Mentre i mercati globali continuano a scommettere sull’intelligenza artificiale e sulla resilienza dell’economia americana, qualcuno comincia a guardare oltre il consenso. Secondo Axel Botte, Head of Market Strategy di Ostrum AM (affiliata di Natixis IM), il 2026 potrebbe segnare una svolta per il dollaro e per la stessa narrativa dell’«eccezionalismo statunitense».
«Occorre ripensare l’eccezionalità degli Stati Uniti e la politica di copertura del dollaro» avverte Botte, che spiega: «Il biglietto verde dovrà probabilmente affrontare ostacoli strutturali per gli anni a venire. Un’analisi che suona come un campanello d’allarme per chi continua a vedere nella valuta americana il rifugio per eccellenza».

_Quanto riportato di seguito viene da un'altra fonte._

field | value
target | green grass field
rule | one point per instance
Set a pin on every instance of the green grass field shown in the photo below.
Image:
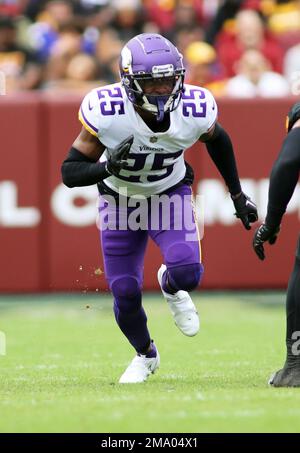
(63, 361)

Eppure, nel breve termine, il quadro resta complesso. «La narrativa e i fattori trainanti del mercato appaiono incerti», ammette l’analista. Da un lato, i dati macroeconomici sostengono ancora gli Stati Uniti: «Le previsioni di consenso sulla crescita del PIL statunitense sono del 2,3% nel 2026, rispetto all’1,3% dell’area Euro». Dall’altro, la grande scommessa sull’intelligenza artificiale continua a mobilitare capitali senza precedenti. «L’attuale corsa all’AI con la Cina stimola la spesa per investimenti delle aziende tecnologiche statunitensi – fino a 650 miliardi di dollari nel 2026 per le grandi aziende tecnologiche – alimentando le aspettative di un aumento sostenuto della produttività. L’adozione dell’intelligenza artificiale in tutti i settori economici trasformerà il modello di business».
Una trasformazione che non sarà indolore. «Naturalmente, nella corsa all’intelligenza artificiale ci saranno vincitori e vinti – sottolinea Botte –. Alcuni business subiranno sconvolgimenti e gran parte del capitale attualmente impiegato dovrà essere svalutato». Il rischio, per i mercati azionari, è quello di una selezione sempre più severa. «Gli investitori potrebbero continuare ad acquistare sulla scia dell’entusiasmo per l’IA, anche se potrebbero diventare più selettivi lungo il percorso. Le notizie negative derivanti da un mercato del credito privato sotto pressione potrebbero colpire alcune parti dei mercati azionari statunitensi, compreso il settore del software».
Ma è sul dollaro che l’avvertimento si fa più netto. «La forza del dollaro è andata di pari passo con il vantaggio comparativo degli Stati Uniti in materia di tecnologia. Le prospettive del biglietto verde dipendono quindi dalla volontà degli investitori azionari esteri di coprire il loro rischio sul dollaro stesso». Finora, spiega Botte, «gli afflussi di capitali dall’estero non sono stati coperti in larga misura dal rischio di cambio». Ma il contesto sta cambiando. «La copertura del dollaro ha ancora un costo, poiché il tasso dei Fed fund, compreso tra il 3,50% e il 3,75%, rimane elevato rispetto ai tassi di interesse in Europa, Giappone e nella maggior parte dei paesi del G10».
Con la ripresa della politica di riduzione dei tassi da parte della Fed – attesa proprio in risposta alla debolezza del mercato del lavoro – «la domanda di copertura potrebbe aumentare». E i differenziali di tasso si assottigliano: «Il carry sul dollaro scenderà a circa 100 punti base rispetto all’Euro e diventerà negativo rispetto alla sterlina e al dollaro australiano quest’anno».
A pesare, però, non sono solo i fattori tecnici. La politica commerciale dell’amministrazione Trump ha lasciato cicatrici profonde. «I dazi e gli accordi commerciali coercitivi hanno costretto i partner commerciali degli Stati Uniti a cercare altri accordi internazionali. In questo processo, la legittimità del dollaro come ancora monetaria è stata messa in discussione». Per Botte, il segnale più preoccupante è arrivato dal cosiddetto fenomeno “Sell America”: «Ha dimostrato che il dollaro non è più la valuta rifugio».
E mentre il Segretario al Tesoro Scott Bessent – «sa bene che il Paese non può permettersi una crisi di fiducia» – cerca di mantenere la barra dritta su conti pubblici e debito, l’eccezionalità americana viene messa alla prova proprio sul suo terreno più avanzato.
«Anche il boom dell’intelligenza artificiale è oggetto di un maggiore scrutinio da parte degli investitori», conclude Botte. Il corollario, per chi investe, è una raccomandazione implicita alla prudenza: «I flussi di copertura del dollaro potrebbero aumentare e le misure di valutazione suggeriscono che il biglietto verde ha margine per un aggiustamento al ribasso».